The etching stop portion 145 is arranged along the boundary of the cavity C. The etching stop portion 145 is provided to prevent the etching from being performed beyond the cavity area during the process of forming the cavity C.

The diaphragm layer 150 is formed on the sacrificial layer 140 and forms the upper surface of the cavity C. Therefore, the diaphragm layer 150 is also formed of a material that is not easy to remove in the process of forming the cavity C.

For example, when a halogenide-based etching gas such as fluorine (F), chlorine (Cl), or the like is used to remove a portion (e.g., the cavity region) of the sacrificial layer 140, the membrane layer 150 may be made of a material having low reactivity with the etching gas. In this case, the membrane layer 150 may include at least one of silicon dioxide (SiO ₂ ) and silicon nitride (Si ₃ N ₄ ).

The membrane layer 150 may be made of a dielectric layer containing at least one material of magnesium oxide (MgO), zirconium oxide (ZrO2), aluminum nitride (AlN), lead zirconate titanate (PZT), gallium arsenide (GaAs), halogenated oxide _{( HfO2} ), aluminum oxide ( _Al2O3 ), titanium oxide ( _TiO2 ), and zinc oxide (ZnO), and a metal layer containing at least one material of aluminum (Al), nickel (Ni), chromium (Cr), platinum (Pt), gallium (Ga), and halogenated oxide (Hf). However, the present invention is not limited thereto.

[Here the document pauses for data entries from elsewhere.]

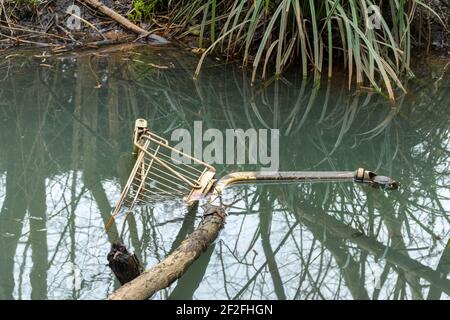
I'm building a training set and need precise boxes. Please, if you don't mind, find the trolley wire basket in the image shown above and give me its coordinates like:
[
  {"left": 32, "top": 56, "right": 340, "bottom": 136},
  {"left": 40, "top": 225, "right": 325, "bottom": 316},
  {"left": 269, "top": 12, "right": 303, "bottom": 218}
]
[{"left": 105, "top": 119, "right": 399, "bottom": 230}]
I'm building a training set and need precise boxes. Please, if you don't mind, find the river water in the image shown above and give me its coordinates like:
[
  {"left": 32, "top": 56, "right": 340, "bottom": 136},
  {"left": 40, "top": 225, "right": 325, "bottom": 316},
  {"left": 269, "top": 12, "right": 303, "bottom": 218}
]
[{"left": 0, "top": 46, "right": 450, "bottom": 299}]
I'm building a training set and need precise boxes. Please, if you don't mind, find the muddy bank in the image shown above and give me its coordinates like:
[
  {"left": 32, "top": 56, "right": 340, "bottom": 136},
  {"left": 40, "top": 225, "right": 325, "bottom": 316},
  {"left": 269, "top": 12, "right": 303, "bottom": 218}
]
[{"left": 0, "top": 0, "right": 167, "bottom": 49}]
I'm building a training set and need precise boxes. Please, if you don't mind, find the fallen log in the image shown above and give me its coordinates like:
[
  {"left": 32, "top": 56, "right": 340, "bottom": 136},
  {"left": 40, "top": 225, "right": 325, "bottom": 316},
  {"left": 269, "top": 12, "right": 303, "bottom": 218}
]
[
  {"left": 108, "top": 206, "right": 225, "bottom": 300},
  {"left": 80, "top": 0, "right": 149, "bottom": 35}
]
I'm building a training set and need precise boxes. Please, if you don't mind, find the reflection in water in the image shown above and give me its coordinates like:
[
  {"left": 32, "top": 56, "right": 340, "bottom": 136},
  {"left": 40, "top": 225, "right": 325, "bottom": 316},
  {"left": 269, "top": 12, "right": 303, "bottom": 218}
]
[{"left": 0, "top": 47, "right": 450, "bottom": 299}]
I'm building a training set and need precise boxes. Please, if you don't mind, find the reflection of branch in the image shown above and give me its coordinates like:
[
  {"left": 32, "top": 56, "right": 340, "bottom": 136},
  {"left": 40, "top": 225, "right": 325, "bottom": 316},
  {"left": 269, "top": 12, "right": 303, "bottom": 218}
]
[
  {"left": 233, "top": 223, "right": 298, "bottom": 300},
  {"left": 109, "top": 207, "right": 225, "bottom": 300},
  {"left": 427, "top": 240, "right": 450, "bottom": 300},
  {"left": 259, "top": 193, "right": 286, "bottom": 300}
]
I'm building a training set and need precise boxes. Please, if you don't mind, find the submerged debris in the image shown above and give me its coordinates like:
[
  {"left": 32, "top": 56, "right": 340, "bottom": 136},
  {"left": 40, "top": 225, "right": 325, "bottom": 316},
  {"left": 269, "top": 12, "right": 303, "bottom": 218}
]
[{"left": 107, "top": 243, "right": 144, "bottom": 285}]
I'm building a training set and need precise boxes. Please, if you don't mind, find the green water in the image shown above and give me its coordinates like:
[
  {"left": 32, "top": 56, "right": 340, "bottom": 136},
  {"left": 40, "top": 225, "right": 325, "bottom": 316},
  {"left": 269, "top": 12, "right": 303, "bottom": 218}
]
[{"left": 0, "top": 47, "right": 450, "bottom": 299}]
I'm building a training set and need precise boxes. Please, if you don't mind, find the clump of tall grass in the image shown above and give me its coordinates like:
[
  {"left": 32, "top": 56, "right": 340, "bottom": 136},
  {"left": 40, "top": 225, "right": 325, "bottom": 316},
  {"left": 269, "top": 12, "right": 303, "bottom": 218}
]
[{"left": 150, "top": 0, "right": 442, "bottom": 101}]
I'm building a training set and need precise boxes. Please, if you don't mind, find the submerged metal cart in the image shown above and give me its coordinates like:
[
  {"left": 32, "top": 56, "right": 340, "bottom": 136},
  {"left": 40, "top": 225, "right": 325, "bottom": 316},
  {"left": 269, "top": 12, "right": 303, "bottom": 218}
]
[{"left": 105, "top": 119, "right": 399, "bottom": 230}]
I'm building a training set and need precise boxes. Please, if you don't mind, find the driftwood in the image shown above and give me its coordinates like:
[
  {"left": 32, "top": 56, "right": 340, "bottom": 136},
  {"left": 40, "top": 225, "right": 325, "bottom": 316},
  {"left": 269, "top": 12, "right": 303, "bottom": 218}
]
[
  {"left": 80, "top": 0, "right": 149, "bottom": 35},
  {"left": 79, "top": 0, "right": 168, "bottom": 44},
  {"left": 108, "top": 206, "right": 225, "bottom": 300}
]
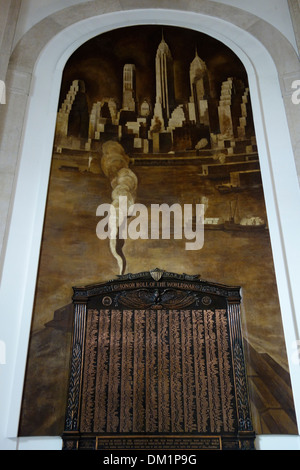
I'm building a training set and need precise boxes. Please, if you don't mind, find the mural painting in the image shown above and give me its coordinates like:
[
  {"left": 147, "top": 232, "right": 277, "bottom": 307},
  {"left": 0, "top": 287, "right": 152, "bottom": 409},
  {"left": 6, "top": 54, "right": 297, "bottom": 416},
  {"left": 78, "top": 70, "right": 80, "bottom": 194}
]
[{"left": 20, "top": 26, "right": 297, "bottom": 436}]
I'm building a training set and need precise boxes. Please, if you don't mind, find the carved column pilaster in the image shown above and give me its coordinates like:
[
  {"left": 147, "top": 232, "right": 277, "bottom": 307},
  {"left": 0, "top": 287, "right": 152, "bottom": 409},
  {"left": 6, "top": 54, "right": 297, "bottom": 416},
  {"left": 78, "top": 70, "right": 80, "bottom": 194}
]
[{"left": 65, "top": 303, "right": 86, "bottom": 432}]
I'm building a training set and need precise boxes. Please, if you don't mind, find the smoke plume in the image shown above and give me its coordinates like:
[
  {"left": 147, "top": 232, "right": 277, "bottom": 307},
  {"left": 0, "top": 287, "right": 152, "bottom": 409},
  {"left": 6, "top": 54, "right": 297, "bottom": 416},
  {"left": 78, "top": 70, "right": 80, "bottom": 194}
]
[{"left": 101, "top": 141, "right": 138, "bottom": 274}]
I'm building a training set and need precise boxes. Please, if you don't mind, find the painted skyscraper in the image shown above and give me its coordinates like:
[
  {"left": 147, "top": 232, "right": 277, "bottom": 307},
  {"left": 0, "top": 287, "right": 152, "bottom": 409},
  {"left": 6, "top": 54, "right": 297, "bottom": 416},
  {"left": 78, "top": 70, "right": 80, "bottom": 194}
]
[{"left": 189, "top": 51, "right": 210, "bottom": 126}]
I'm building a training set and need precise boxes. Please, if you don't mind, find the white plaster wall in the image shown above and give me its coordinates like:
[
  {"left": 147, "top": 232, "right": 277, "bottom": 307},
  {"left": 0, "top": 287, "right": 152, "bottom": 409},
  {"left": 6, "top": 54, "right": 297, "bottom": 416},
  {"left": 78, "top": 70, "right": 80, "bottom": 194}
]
[{"left": 15, "top": 0, "right": 297, "bottom": 50}]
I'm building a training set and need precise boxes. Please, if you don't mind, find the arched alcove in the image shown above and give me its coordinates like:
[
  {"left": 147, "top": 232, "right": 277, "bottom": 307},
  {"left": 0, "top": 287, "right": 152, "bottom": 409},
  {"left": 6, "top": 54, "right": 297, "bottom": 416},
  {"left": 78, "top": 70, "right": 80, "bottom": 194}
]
[{"left": 1, "top": 4, "right": 300, "bottom": 452}]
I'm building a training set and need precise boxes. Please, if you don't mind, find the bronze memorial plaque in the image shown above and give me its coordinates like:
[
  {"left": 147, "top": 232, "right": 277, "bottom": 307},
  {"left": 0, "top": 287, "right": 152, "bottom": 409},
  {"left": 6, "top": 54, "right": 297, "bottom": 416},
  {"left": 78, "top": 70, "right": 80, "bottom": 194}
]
[{"left": 63, "top": 269, "right": 255, "bottom": 450}]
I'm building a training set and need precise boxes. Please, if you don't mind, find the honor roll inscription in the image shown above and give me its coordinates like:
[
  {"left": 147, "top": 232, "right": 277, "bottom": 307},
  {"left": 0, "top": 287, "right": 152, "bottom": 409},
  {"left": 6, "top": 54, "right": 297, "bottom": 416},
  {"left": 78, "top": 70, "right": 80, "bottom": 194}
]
[{"left": 81, "top": 308, "right": 237, "bottom": 434}]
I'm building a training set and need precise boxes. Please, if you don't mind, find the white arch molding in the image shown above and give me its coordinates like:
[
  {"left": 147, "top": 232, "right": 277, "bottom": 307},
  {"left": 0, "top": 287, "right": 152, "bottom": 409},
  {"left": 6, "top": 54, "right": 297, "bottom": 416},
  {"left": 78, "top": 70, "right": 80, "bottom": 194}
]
[{"left": 0, "top": 2, "right": 300, "bottom": 449}]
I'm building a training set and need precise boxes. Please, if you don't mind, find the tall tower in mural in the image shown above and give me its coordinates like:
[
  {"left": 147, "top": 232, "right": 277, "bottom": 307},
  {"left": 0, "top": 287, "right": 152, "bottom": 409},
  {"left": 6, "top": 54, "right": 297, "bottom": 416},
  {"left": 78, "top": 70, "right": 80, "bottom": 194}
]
[
  {"left": 189, "top": 50, "right": 210, "bottom": 126},
  {"left": 123, "top": 64, "right": 136, "bottom": 111},
  {"left": 154, "top": 31, "right": 175, "bottom": 126}
]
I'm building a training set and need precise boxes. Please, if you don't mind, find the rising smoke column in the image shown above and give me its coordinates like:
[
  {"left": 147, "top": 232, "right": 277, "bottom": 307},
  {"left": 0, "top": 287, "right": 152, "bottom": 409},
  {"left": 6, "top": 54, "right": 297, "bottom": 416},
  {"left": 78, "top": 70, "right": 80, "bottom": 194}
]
[{"left": 101, "top": 141, "right": 138, "bottom": 274}]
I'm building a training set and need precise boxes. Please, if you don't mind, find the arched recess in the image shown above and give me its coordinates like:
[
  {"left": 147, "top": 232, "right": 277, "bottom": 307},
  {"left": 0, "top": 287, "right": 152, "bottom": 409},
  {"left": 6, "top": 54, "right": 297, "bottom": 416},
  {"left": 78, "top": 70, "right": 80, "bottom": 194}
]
[{"left": 0, "top": 2, "right": 300, "bottom": 448}]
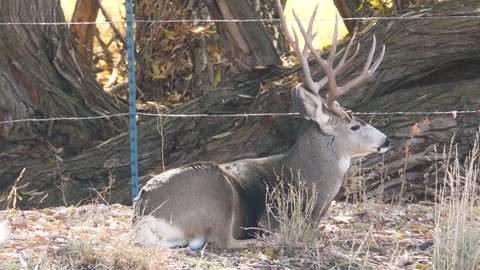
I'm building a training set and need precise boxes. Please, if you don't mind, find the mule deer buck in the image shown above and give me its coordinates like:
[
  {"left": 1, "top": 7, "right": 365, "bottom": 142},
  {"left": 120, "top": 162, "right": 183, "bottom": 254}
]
[{"left": 134, "top": 0, "right": 390, "bottom": 249}]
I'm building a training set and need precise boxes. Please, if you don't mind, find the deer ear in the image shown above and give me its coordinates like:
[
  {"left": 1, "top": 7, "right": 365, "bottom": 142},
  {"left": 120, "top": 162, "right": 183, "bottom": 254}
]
[{"left": 292, "top": 84, "right": 330, "bottom": 126}]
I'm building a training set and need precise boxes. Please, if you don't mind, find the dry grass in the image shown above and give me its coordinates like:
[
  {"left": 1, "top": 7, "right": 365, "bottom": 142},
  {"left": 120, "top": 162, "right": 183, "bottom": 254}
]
[
  {"left": 433, "top": 134, "right": 480, "bottom": 269},
  {"left": 267, "top": 171, "right": 317, "bottom": 246},
  {"left": 60, "top": 240, "right": 167, "bottom": 270}
]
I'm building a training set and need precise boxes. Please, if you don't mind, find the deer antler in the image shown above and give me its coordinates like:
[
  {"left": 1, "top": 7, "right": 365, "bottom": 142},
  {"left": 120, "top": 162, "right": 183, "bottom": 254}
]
[{"left": 276, "top": 0, "right": 385, "bottom": 117}]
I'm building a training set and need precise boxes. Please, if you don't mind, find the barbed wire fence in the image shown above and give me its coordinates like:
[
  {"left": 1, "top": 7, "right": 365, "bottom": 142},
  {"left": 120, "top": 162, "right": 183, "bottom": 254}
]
[{"left": 0, "top": 6, "right": 480, "bottom": 202}]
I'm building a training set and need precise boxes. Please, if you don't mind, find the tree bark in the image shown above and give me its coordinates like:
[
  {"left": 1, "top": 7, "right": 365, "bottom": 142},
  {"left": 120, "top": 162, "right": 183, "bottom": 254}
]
[
  {"left": 0, "top": 0, "right": 127, "bottom": 201},
  {"left": 0, "top": 0, "right": 480, "bottom": 207},
  {"left": 70, "top": 0, "right": 100, "bottom": 61},
  {"left": 333, "top": 0, "right": 360, "bottom": 33},
  {"left": 205, "top": 0, "right": 281, "bottom": 72}
]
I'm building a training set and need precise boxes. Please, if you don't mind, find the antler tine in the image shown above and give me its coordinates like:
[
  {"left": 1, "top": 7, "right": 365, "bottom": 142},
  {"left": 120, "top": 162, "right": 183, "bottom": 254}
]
[
  {"left": 276, "top": 0, "right": 318, "bottom": 93},
  {"left": 327, "top": 35, "right": 385, "bottom": 114}
]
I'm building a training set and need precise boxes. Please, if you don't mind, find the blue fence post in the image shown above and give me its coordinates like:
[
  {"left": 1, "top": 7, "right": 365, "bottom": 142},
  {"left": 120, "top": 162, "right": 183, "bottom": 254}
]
[{"left": 126, "top": 0, "right": 138, "bottom": 205}]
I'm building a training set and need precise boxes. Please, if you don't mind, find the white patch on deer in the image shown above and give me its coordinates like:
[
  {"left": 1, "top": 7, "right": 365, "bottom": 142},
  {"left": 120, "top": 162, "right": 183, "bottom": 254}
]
[
  {"left": 0, "top": 221, "right": 11, "bottom": 244},
  {"left": 143, "top": 168, "right": 184, "bottom": 191},
  {"left": 134, "top": 216, "right": 186, "bottom": 248},
  {"left": 188, "top": 236, "right": 206, "bottom": 250},
  {"left": 338, "top": 157, "right": 350, "bottom": 174}
]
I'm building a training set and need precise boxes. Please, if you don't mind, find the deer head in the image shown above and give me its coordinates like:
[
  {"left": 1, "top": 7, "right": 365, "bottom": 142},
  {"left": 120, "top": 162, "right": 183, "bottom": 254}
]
[{"left": 277, "top": 0, "right": 390, "bottom": 157}]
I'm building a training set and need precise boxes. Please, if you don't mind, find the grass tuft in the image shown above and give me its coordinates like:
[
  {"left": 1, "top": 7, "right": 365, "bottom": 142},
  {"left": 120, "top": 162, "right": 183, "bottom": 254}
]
[{"left": 433, "top": 134, "right": 480, "bottom": 270}]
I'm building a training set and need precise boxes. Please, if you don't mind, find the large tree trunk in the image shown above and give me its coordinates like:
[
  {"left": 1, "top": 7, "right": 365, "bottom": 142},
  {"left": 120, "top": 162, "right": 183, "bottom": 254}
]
[
  {"left": 0, "top": 0, "right": 480, "bottom": 207},
  {"left": 0, "top": 0, "right": 126, "bottom": 200},
  {"left": 205, "top": 0, "right": 281, "bottom": 72}
]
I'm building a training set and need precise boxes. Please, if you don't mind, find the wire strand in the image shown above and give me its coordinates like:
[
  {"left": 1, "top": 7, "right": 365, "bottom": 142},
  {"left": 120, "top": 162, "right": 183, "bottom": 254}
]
[
  {"left": 0, "top": 110, "right": 480, "bottom": 125},
  {"left": 0, "top": 15, "right": 480, "bottom": 26}
]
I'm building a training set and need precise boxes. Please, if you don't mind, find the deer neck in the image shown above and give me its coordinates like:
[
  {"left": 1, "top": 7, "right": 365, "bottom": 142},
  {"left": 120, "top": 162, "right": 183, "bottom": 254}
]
[{"left": 283, "top": 121, "right": 350, "bottom": 189}]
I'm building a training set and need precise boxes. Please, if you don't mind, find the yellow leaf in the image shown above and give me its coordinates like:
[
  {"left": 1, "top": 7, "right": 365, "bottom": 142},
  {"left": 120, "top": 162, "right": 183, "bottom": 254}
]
[
  {"left": 213, "top": 69, "right": 222, "bottom": 88},
  {"left": 162, "top": 28, "right": 176, "bottom": 40}
]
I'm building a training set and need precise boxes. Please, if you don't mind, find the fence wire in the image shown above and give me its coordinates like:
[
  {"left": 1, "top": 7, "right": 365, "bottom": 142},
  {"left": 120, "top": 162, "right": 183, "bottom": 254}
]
[
  {"left": 0, "top": 15, "right": 480, "bottom": 26},
  {"left": 0, "top": 109, "right": 480, "bottom": 125},
  {"left": 0, "top": 12, "right": 480, "bottom": 125}
]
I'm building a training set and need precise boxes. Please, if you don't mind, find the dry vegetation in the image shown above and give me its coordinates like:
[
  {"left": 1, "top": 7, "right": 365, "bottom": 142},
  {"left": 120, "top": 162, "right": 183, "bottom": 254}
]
[
  {"left": 0, "top": 136, "right": 480, "bottom": 269},
  {"left": 0, "top": 0, "right": 480, "bottom": 270}
]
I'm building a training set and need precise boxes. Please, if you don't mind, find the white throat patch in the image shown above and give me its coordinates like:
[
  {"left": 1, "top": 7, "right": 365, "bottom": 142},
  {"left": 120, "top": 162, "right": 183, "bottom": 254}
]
[{"left": 338, "top": 157, "right": 350, "bottom": 174}]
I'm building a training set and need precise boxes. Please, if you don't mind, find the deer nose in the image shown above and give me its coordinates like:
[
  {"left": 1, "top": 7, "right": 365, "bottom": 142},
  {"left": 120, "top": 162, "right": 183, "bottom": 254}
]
[{"left": 380, "top": 138, "right": 390, "bottom": 148}]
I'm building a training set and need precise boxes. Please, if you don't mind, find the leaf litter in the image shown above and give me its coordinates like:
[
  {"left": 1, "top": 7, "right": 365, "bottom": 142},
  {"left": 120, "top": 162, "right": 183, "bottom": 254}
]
[{"left": 0, "top": 202, "right": 434, "bottom": 269}]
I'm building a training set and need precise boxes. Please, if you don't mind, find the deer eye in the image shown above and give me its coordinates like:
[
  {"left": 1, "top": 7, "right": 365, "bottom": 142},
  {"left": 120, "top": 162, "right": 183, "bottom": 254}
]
[{"left": 350, "top": 125, "right": 360, "bottom": 131}]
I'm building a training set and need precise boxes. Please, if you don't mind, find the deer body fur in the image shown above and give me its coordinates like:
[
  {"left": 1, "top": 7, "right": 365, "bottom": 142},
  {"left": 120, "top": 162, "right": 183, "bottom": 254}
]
[{"left": 134, "top": 0, "right": 390, "bottom": 249}]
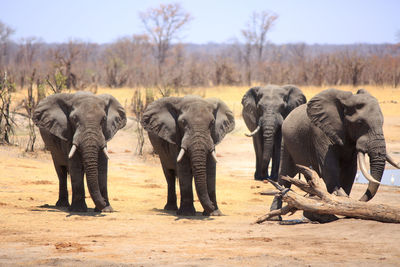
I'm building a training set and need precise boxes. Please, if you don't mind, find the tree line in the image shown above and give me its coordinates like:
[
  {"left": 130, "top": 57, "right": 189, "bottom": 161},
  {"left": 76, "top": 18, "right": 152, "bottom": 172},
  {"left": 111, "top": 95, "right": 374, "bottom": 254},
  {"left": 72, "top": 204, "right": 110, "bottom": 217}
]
[{"left": 0, "top": 4, "right": 400, "bottom": 95}]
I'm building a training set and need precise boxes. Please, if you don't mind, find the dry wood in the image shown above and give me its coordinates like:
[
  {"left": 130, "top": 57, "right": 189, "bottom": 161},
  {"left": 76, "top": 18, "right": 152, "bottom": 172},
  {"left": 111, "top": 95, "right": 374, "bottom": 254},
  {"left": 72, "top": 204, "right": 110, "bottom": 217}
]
[{"left": 256, "top": 165, "right": 400, "bottom": 223}]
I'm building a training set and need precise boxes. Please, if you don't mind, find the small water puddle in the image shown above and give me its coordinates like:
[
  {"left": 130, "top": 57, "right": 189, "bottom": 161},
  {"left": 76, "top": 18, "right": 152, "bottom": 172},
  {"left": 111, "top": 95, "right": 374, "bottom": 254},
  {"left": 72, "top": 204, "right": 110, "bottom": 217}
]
[{"left": 355, "top": 169, "right": 400, "bottom": 186}]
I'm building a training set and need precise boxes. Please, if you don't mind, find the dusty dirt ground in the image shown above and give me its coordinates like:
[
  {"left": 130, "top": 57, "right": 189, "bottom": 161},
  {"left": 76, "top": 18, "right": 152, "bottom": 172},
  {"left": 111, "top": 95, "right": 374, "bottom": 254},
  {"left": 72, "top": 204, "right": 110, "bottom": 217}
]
[{"left": 0, "top": 93, "right": 400, "bottom": 266}]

The resonator 120 includes a first electrode 121, a piezoelectric layer 123, and a second electrode 125. The resonator 120 is configured such that the first electrode 121, the piezoelectric layer 123, and the second electrode 125 are stacked in order from the bottom. Therefore, the piezoelectric layer 123 in the resonator 120 is disposed between the first electrode 121 and the second electrode 125.

Since the resonator 120 is formed on the diaphragm layer 150, the diaphragm layer 150, the first electrode 121, the piezoelectric layer 123 and the second electrode 125 are sequentially stacked on the substrate 110 to form the resonator 120.

The resonator 120 can cause the piezoelectric layer 123 to resonate according to the signal applied to the first electrode 121 and the second electrode 125 to generate a resonant frequency and an anti-resonant frequency.

The resonator 120 can be divided into: a central portion S, where the first electrode 121, the piezoelectric layer 123, and the second electrode 125 are stacked to be substantially flat; and an extended portion E, where the insertion layer 170 is inserted between the first electrode 121 and the piezoelectric layer 123.

The central portion S is a region disposed at the center of the resonator 120, and the extension portion E is a region disposed along the periphery of the central portion S. Therefore, the extension portion E is a region extending outward from the central portion S, and refers to a region formed to have a continuous ring shape along the periphery of the central portion S. However, if necessary, the extension portion E may be configured to have a discontinuous ring shape in which some regions are separated.

Therefore, as shown in FIG. 2 , in the cross-section of the resonator 120 cut to intersect the central portion S, the extension portions E are respectively arranged at both ends of the central portion S. The insertion layer 170 is arranged on both sides of the central portion S in the extension portions E, which are arranged on both ends of the central portion S.

The insertion layer 170 has an inclined surface L, and its thickness becomes larger as the distance from the center portion S increases.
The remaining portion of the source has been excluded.